Many of us may be using the term “paralyzed” to describe the state in which our organizations are in or perhaps how staff members and even our residents and potential residents are feeling now.

As an organization, you may just be trying to keep up with the continuous changes in guidelines to keep everyone safe and dealing with the financial fallout from decreased occupancy and staffing and increased supply costs. Our staff members and residents also are feeling the effects this global pandemic, and sometimes it can be difficult to plan and look to the future with optimism. I can assure you, however, that there are still employees and residents who are motivated to come through this pandemic with innovative ways to operate and make a community stronger.

We have to start planning and stop letting the pandemic consume our every meeting and thought throughout the day. When the pandemic ends — and we are starting to see hopeful signs, what is going to be your plan? Has it been something you thought of at all?

We in the senior living industry need to start getting creative about how to serve the aging population post-COVID. The reality is that, now more than ever, people are going to want to avoid facility-based care and perhaps even making a move into an independent living community.

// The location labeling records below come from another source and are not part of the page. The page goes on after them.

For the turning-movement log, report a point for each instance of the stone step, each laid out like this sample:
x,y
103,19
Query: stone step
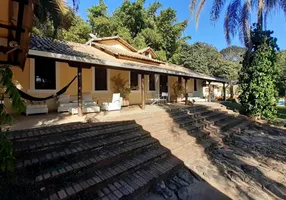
x,y
65,152
97,159
37,133
58,140
229,122
92,179
218,118
139,182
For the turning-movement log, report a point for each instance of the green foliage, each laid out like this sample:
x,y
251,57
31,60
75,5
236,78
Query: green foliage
x,y
238,14
281,57
6,153
233,53
259,76
120,86
56,12
141,27
204,58
8,87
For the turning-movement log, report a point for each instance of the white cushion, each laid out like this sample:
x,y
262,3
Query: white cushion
x,y
86,97
65,98
31,106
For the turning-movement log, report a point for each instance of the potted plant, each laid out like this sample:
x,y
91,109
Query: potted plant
x,y
120,86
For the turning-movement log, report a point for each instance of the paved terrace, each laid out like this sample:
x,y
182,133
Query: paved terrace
x,y
127,155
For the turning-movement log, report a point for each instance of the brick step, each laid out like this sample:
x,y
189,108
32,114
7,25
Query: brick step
x,y
66,152
154,120
200,134
212,114
24,147
97,178
208,143
37,133
95,159
174,111
137,183
218,118
230,122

If this is the pattern that persists, then our industry needs to start branching out into home- and community-based services more than it currently does, as well as into programs that will help supplement lost revenue from our traditional brick and mortar. The need for care is not going away, but the way in which we provide that care is going to have to transform.

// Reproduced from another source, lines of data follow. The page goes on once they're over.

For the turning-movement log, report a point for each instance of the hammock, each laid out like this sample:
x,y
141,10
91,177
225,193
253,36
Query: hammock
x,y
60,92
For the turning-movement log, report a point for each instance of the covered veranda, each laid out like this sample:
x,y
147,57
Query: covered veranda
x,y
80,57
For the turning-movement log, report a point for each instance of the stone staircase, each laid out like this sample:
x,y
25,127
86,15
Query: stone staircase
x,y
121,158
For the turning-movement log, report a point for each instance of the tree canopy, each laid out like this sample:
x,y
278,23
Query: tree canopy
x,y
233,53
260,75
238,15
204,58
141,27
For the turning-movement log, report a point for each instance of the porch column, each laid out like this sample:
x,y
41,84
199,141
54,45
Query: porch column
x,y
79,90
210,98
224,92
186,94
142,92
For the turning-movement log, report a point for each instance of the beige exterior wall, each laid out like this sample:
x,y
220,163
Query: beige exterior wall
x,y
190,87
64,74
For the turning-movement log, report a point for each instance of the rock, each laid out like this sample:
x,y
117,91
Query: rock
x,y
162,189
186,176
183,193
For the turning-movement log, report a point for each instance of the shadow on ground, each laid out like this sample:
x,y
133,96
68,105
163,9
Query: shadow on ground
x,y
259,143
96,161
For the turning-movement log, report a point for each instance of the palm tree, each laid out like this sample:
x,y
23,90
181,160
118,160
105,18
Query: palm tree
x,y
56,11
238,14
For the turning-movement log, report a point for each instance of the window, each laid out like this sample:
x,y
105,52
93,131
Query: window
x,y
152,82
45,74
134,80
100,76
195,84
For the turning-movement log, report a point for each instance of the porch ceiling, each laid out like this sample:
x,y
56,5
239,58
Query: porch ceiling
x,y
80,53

As a gerontologist with a focus on proactive wellness planning, I can say there are ways we can start offering services that can prevent the need for a facility and keep people independent for longer. If we look at the wellness coordination model used by continuing care at home programs, which usually are branches of existing communities, the benefits of this model are striking.

A recent benchmarking survey of 13 of those programs and more than 1,000 members or clients revealed that only 1% of individuals end up receiving care in skilled nursing. Also, hospital readmission rates for these programs are approximately 5% compared with the average 16% seen among all Medicare enrollees. These data are encouraging to older adults who wish to age in place.

If our organizations can spend some time to think creatively, seek programs and services such as the proactive wellness coordination model, and expand outside their walls, then the future could be much brighter. We must see this current situation as a catalyst to diversify our offerings to meet market demands.

Older adults want to remain at home, so how can our organizations help them be successful in that endeavor? In addition, we need to cultivate young leaders who are motivated to work on innovative solutions and provide them support. Stop using the pandemic as an excuse as to why other projects or programs are not moving forward; use it as motivation for innovation and change.